Dimensi kedua yang juga memegang peran penting adalah self-efficacy. Atau sejenis sikap percaya akan kemampuan diri. Sebuah keyakinan bahwa ketika kita dihadapkan pada tugas dan tantangan, kita percaya pasti bisa menuntaskan tugas itu. Betapapun berat dan kompleks-nya tugas dan pekerjaan itu.

Orang dengan self-efficacy yang tinggi cenderung menyukai tantangan dan “set high goals for themselves; and even they self-select into difficult tasks”. Ketika dihadapkan pada bentangan tugas yang challenging, mereka percaya dengan kompetensi dirinya, dan yakin bisa mengelola beragam sumber daya untuk menaklukan beragam tantangan itu.

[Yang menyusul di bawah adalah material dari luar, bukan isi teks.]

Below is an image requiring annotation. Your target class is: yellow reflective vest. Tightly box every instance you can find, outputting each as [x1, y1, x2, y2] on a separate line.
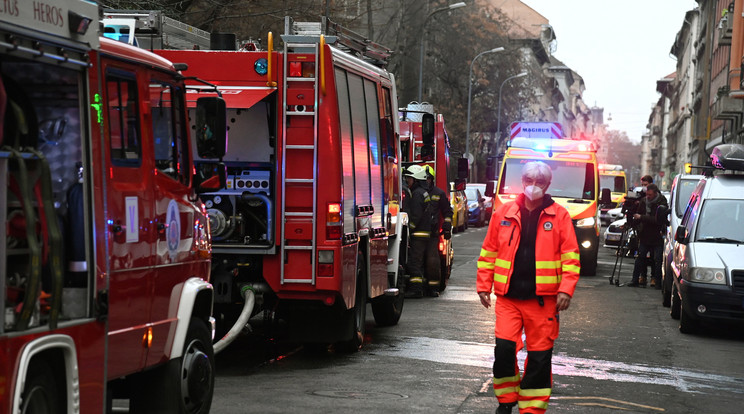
[477, 196, 580, 296]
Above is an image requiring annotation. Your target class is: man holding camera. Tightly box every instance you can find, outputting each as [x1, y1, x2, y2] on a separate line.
[628, 181, 669, 289]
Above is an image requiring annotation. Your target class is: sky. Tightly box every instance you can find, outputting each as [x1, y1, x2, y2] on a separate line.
[522, 0, 697, 142]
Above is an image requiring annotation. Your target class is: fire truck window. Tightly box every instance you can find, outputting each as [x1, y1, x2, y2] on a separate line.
[336, 68, 356, 231]
[347, 73, 372, 210]
[364, 79, 384, 226]
[150, 80, 188, 184]
[106, 75, 142, 167]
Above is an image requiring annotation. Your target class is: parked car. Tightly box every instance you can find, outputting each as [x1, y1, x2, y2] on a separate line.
[468, 183, 493, 224]
[450, 183, 468, 233]
[670, 144, 744, 333]
[661, 174, 703, 307]
[465, 185, 486, 227]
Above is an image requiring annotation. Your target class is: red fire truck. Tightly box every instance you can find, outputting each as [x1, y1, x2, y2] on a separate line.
[399, 102, 467, 290]
[150, 16, 408, 350]
[0, 0, 225, 413]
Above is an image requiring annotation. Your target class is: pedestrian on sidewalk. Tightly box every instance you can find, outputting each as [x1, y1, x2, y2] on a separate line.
[477, 161, 580, 414]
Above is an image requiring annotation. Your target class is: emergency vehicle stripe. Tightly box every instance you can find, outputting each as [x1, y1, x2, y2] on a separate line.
[535, 260, 561, 269]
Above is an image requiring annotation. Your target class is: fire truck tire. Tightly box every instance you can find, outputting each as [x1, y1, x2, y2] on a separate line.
[130, 318, 215, 414]
[372, 266, 406, 326]
[336, 253, 367, 352]
[21, 358, 63, 414]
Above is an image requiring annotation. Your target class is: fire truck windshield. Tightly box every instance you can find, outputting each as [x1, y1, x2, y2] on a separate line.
[599, 174, 627, 193]
[499, 158, 595, 200]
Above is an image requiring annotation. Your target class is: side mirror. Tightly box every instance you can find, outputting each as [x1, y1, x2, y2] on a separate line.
[599, 188, 612, 204]
[486, 157, 498, 180]
[457, 158, 470, 180]
[421, 114, 434, 161]
[195, 97, 227, 159]
[674, 226, 690, 244]
[486, 181, 496, 197]
[194, 162, 227, 194]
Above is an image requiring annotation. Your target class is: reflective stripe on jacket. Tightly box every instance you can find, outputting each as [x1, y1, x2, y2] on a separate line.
[477, 196, 580, 296]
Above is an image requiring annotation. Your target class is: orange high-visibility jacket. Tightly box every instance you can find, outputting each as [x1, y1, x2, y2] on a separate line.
[477, 201, 580, 296]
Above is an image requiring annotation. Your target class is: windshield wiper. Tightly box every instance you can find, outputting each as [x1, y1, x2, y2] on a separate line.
[701, 237, 744, 244]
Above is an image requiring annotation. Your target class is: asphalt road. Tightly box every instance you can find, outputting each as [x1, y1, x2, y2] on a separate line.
[206, 228, 744, 414]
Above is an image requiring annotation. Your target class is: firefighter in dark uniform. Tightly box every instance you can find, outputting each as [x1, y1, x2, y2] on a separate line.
[404, 165, 432, 298]
[424, 165, 452, 297]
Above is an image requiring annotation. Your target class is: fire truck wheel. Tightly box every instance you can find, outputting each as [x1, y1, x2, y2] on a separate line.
[336, 253, 367, 352]
[21, 358, 62, 414]
[130, 318, 215, 414]
[372, 266, 406, 326]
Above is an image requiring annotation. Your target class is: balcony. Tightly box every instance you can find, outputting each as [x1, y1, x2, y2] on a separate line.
[716, 16, 734, 46]
[713, 94, 744, 122]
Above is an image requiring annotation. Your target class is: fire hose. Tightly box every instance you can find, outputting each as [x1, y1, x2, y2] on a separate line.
[214, 286, 256, 355]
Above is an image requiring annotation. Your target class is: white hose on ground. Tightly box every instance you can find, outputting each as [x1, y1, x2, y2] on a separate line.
[213, 287, 256, 355]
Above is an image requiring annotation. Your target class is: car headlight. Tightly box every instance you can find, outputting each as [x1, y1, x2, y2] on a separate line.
[688, 267, 726, 285]
[576, 217, 596, 227]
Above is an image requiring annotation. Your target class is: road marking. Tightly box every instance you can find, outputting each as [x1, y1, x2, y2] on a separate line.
[550, 395, 666, 411]
[374, 337, 744, 394]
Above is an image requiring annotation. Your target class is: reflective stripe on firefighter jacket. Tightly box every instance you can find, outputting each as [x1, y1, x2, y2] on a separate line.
[408, 182, 433, 237]
[477, 201, 580, 296]
[429, 185, 453, 236]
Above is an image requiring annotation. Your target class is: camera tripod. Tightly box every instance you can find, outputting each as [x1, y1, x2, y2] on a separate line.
[610, 221, 635, 286]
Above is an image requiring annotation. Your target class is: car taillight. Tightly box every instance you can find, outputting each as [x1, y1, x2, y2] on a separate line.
[326, 203, 343, 240]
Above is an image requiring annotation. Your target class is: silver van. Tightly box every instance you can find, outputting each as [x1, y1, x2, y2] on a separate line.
[661, 174, 703, 308]
[671, 144, 744, 333]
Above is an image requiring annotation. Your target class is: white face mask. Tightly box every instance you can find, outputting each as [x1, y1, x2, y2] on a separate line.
[524, 185, 544, 201]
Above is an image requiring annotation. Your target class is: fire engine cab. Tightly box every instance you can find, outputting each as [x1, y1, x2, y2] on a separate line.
[0, 0, 225, 414]
[123, 14, 408, 350]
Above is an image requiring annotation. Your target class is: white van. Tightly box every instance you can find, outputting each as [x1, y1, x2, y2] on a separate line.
[671, 144, 744, 333]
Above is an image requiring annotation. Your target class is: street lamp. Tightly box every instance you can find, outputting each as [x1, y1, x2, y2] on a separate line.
[465, 47, 504, 177]
[418, 1, 467, 103]
[496, 72, 527, 152]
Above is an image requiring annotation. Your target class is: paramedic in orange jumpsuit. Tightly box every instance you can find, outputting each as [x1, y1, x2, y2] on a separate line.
[477, 161, 580, 414]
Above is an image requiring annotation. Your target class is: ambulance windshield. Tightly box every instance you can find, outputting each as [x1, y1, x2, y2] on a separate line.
[499, 159, 596, 200]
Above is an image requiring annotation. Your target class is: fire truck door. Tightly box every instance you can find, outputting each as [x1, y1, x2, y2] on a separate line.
[103, 69, 155, 378]
[146, 78, 195, 366]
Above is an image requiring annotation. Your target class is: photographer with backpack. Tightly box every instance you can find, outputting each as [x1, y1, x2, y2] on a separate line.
[628, 184, 669, 289]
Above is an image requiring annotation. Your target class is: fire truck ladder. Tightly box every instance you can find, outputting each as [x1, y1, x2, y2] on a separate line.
[279, 18, 320, 285]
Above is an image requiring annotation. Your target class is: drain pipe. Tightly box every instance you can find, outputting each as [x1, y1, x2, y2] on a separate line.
[213, 285, 256, 355]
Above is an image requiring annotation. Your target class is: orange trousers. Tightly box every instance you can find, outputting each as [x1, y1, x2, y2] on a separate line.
[493, 296, 559, 414]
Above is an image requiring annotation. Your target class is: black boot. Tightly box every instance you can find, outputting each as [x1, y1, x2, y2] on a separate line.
[496, 403, 517, 414]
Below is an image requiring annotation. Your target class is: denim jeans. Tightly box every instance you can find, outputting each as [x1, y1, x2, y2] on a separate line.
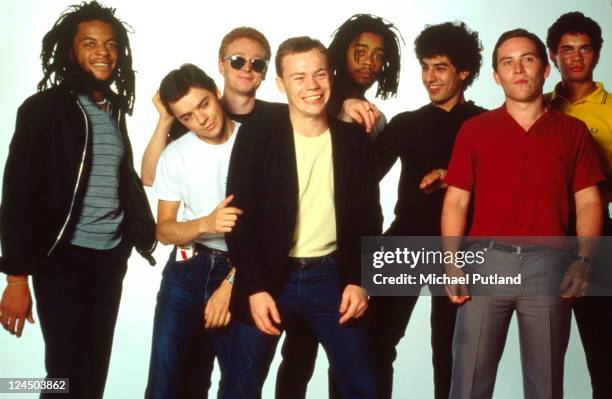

Dimensi ketiga yang disebut dalam buku itu adalah HOPE. Dimensi itu tidak hanya melulu merujuk pada sebuah harapan positif akan masa depan yang lebih baik. Namun yang lebih penting, dimensi hope ini juga mengindikasinya adanya kecakapan untuk merajut jalan (pathways) agar masa depan yang lebih baik itu bisa tergenggam erat-erat. Dengan demikian, dimensi hope merupakan gabungan antara harapan, dan sekaligus rajutan jalan yang konkrit untuk mewujudkan harapan itu menjadi kenyataan.

Sebab kita tahu, harapan indah yang menari-nari segera akan meruap menjadi fatamorgana kalau ia tidak segera dibarengi dengan “pathway” yang jelas dan konkrit untuk menapakinya.

Dimensi yang terakhir adalah optimism. Seperti yang pernah dibahas disini, optimisme adalah sejenis keyakinan bahwa kita pasti akan mendapatkan hasil positif dalam setiap tugas dan pekerjaan yang kita lakoni. Ketika dihadapkan pada peristiwa negatif yang menghadang, orang optimis selalu melihat kejadian itu sebagai sesuatu yang hanya sementara (temporer) dan bersifat spesifik (artinya tidak akan berlaku di situasi lainnya).

Dengan cara pandang semacam itu, orang optimis selalu akan melihat “setback” dan “kegagalan” dengan kacamata “positif”. Artinya mereka tidak akan melulu meratapi kegagalan itu dengan sembilu yang berkepanjangan. Mereka tidak terjebak pada masa silam (past setback); dan hanya terus melangkahkan kaki ke depan dengan keyakinan positif.

Itulah empat dimensi utama pembentuk modal psikologis (psychological capital) yang solid. Resiliency. Self-Efficacy. Hope. Optimism. Kita berharap empat dimensi ini bisa terus menempel dan menjejak dalam relung sanubari kita yang paling dalam.